A year ago Treasury expected household spending to climb 3.5 per cent. This year it expects more “moderate” growth of 3 per cent, broadly in line with income growth as we continue to save rather than boost spending in the face of economic uncertainty.

Investment in housing was to be “subdued” this time last year, growing at just 1.5 per cent. This year Treasury also says it will also be subdued, growing not all in 2012-13 before climbing 2.5 per cent in 2013-14.

Business investment was to soar 16 per cent this time last year followed by 14.5 per cent is this year expected to climb 12.5 per cent followed by 8 per cent...

The terms of trade – a measure of the buying power of what Australia gets for its exports – were last year expected to “decline gradually” after reaching their highest point in 140 years.
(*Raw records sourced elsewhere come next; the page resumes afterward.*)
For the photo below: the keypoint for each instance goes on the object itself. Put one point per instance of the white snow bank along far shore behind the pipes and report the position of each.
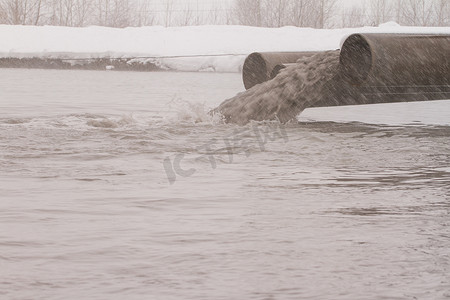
(146, 43)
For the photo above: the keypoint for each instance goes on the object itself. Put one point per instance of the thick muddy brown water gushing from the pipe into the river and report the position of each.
(287, 95)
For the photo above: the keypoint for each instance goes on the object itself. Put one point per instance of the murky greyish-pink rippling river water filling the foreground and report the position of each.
(118, 185)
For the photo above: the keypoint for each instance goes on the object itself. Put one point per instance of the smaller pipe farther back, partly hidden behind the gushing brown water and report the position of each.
(258, 66)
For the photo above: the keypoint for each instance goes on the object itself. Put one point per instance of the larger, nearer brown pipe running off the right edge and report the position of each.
(396, 59)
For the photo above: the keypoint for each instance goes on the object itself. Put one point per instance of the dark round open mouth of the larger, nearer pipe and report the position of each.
(356, 59)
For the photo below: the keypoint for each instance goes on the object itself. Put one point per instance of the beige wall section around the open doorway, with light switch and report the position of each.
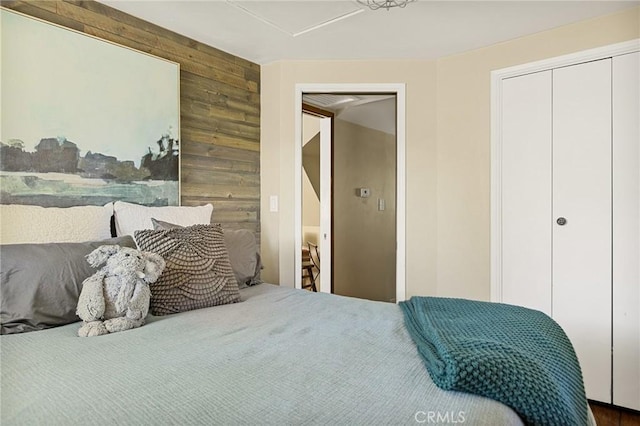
(277, 147)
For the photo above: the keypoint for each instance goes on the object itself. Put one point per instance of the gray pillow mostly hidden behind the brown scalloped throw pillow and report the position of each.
(243, 252)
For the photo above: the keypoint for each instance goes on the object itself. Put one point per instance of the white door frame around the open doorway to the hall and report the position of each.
(399, 89)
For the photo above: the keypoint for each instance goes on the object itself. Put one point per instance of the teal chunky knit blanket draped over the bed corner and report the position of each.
(511, 354)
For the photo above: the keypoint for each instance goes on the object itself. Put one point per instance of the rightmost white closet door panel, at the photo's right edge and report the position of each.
(626, 230)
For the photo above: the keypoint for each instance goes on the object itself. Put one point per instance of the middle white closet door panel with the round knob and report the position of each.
(582, 196)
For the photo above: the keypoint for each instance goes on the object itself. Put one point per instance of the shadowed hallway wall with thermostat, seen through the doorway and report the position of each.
(364, 237)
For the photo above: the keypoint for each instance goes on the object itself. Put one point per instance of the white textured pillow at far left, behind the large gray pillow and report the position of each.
(20, 224)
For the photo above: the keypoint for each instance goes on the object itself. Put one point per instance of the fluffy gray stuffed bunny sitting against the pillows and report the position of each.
(116, 297)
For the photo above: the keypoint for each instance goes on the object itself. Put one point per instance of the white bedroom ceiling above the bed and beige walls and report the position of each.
(265, 31)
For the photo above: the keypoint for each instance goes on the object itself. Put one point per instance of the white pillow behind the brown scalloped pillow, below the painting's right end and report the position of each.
(133, 217)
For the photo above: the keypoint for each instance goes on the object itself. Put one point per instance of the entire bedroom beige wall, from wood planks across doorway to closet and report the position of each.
(448, 150)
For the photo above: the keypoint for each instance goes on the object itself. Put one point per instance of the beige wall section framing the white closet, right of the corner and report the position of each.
(464, 142)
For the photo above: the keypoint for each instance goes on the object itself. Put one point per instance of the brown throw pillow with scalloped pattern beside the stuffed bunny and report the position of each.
(198, 273)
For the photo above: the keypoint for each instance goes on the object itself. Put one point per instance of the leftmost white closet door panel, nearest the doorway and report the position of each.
(526, 191)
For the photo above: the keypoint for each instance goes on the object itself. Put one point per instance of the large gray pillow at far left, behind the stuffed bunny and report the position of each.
(41, 283)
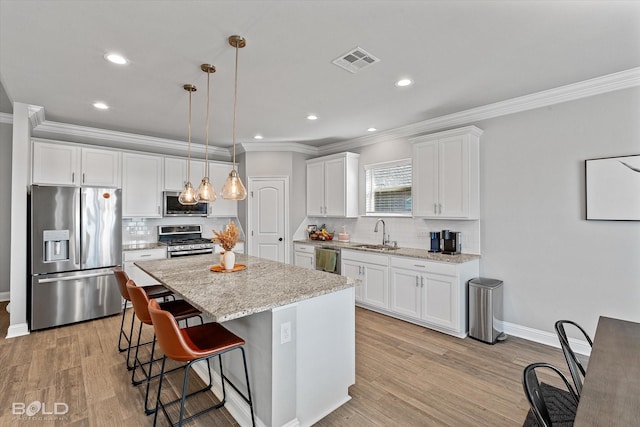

This year they are expected to slip 5.75 per cent in 2012-13 followed by 3.25 per cent in 2013-14 as increases in the global supply of coal and iron ore put downward pressure on prices. Treasury notes that Australia itself is leading the increase in global supply.

Exports, a year ago expected to climb 6.5 per cent, should in the year ahead climb 4.5 per cent weighed down by the high Australian dollar.

The dollar itself isn’t forecast by Treasury. Instead it uses the “technical assumption” it will remain at around its current level – 103 US cents. A year ago the assumption was that it would remain at its then current level of 107 US cents.

Treasury expects inflation to be worryingly high in the year to June 2013. It says the headline rate will hit 3.25 per cent. But 0.75 points will be the one-off impact of the introduction of the carbon tax, a temporary phenomena the Reserve has said it will not attempt to fight by pushing up interest rates.

Abstracting from the impact of the carbon tax Treasury says the headline inflation rate will be a restrained 2.5 per cent, and the so-called underlying rate an even more modest 2.25 per cent, a rate low enough to give the Reserve Bank room to cut interest rates further should the economy be weak enough to need it.